Netflix Stops Issuing API Keys To New Developers, Effectively Ending Its Developer Program

Netflix just used the quiet Friday afternoon to announce that it is effectively ending its public developer program. Netflix will stop issuing API keys immediately and will not accept new API affiliates. The company will no longer offer a test environment for developer and its developer portal is already set to be read-only. Netflix’s OData catalog, which was never updated all that regularly in the first place, will be retired a month from now on April 8.

The only good news for developers here is that applications that are currently actively calling the API will remain active, so services like instantwatcher.com, Goodfilms and CanIStream.itm which all either use data from Netflix or offer integration with the service, will likely remain online for the time being. Netflix did not say for how long it plans to support its current public API.

The company says these ‘changes,’ as the company calls them, “are designed to allow us to focus our API efforts on supporting the products and features used most by our members.” Its API program, Netflix argues, has “shifted over the past few years” and is now more about supporting all of the devices that are used by its 33 million members to stream shows and movies.

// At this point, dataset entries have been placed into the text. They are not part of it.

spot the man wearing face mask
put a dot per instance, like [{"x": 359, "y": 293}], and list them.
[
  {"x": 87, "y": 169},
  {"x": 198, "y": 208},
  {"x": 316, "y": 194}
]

Here is a list of all the changes the company announced today:

We will no longer issue new public API developer keys. All existing keys that are actively calling the API will remain active.

We will no longer accept new API affiliates. There will be no impact to existing and active affiliates.

We will no longer offer test environments. The test tools have been unavailable for a while and we won’t bring them back.

We will set the forums in the developer portal to read-only. We encourage developers to continue their conversations at StackOverflow with the tag “netflixapi”. The existing forum posts will remain on the site for now in the form of an archive.

We will retire the OData catalog, effective on April 8, 2013.